What's to figure out? I grow the tree by picking a star, adding lanes to all nearby systems that aren't yet connected to the tree, then adding all the stars that just got lanes made to them to the end of the list of connected systems. I then get the next system off the list, and repeat until the list is empty. This means that the first system has all of it's neighbours free, so makes as many starlanes as it has neighbours.
Judging by your screenshot that method produces a very interesting looking map, but it's not exactly a growing tree (in the maze generation sense of the word).

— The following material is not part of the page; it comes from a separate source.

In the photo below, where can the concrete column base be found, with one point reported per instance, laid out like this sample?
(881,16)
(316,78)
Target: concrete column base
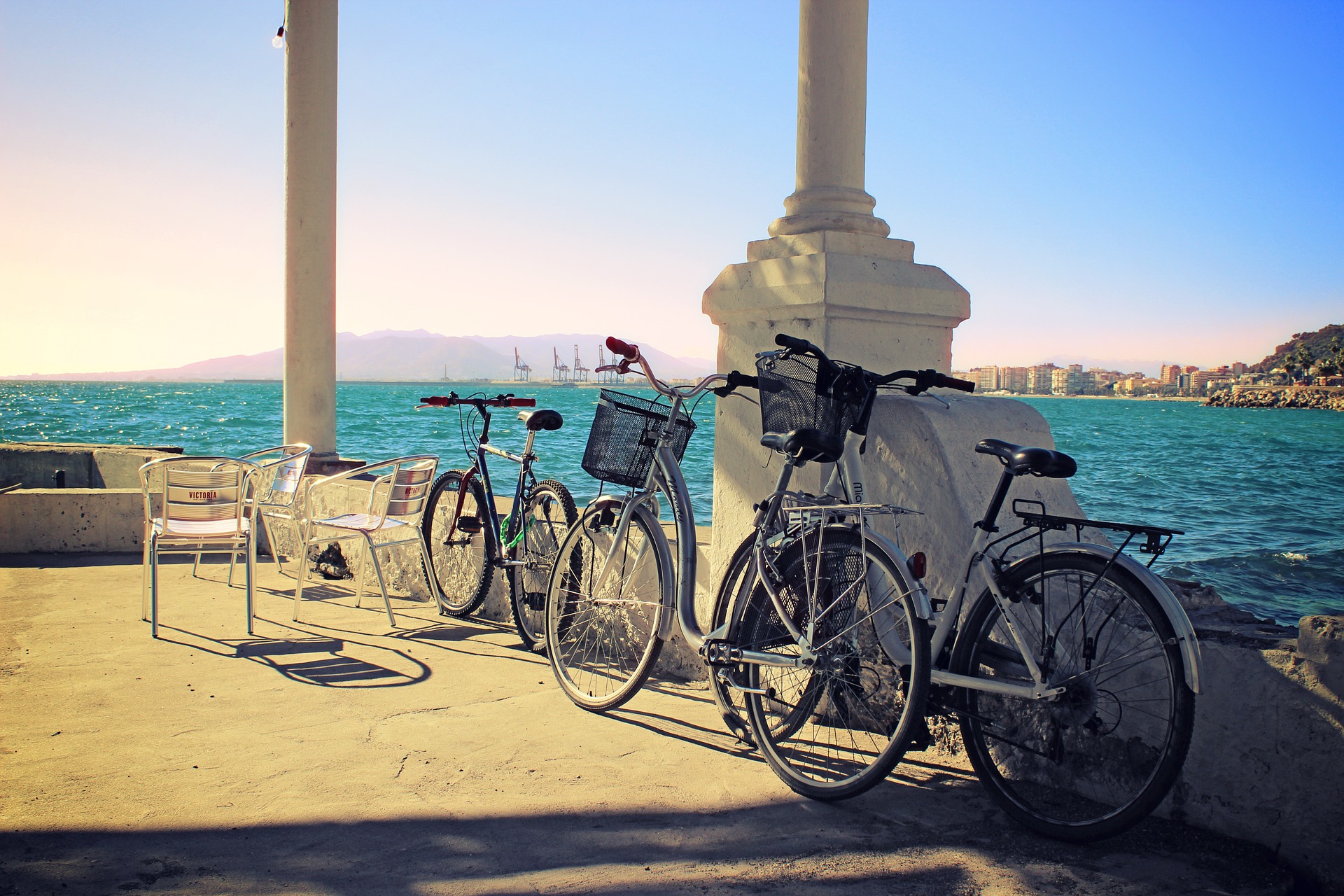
(859,298)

Growing tree maze generation:
1: Select a node (ie a star) at random
2: Add this first node to a list
do steps 3-6 until list size = 0:
2: Select node X from the list (randomly, or from the top/bottom of the list, depedant upon desired maze shape)
3: Select node Y from the unmade* nodes tangent* to node X
4: Connect nodes X to Y with a path (starlane)
5: Push node Y to the top of the list
6: If (unmade nodes tangent to node X)=0 then remove node X from the list
Your method is identical to a growing tree that always selected from the bottom of a list. Normally, a growing tree would select from the top or randomly, eliminating levitt situations.
* unmade nodes are those with no pathes connecting to other nodes.
* since our topology is not at all regular, the triangulation thingy is run first to determine which nodes are tangent
but I think the main problem is all the calls to ShortestPath
That's the problem.
You shouldn't need to call ShortestPath at all. My eyes are just glazing right now from working on Excel spreadsheets all day, going to think about this later.
The way to cut out the longer lanes will probly depend on what is decided for map stencil generation...
Easier method: before running triganulation, drop some "fake stars" in the empty spaces where no lanes should cross. before running maze generation, remove the "fake stars".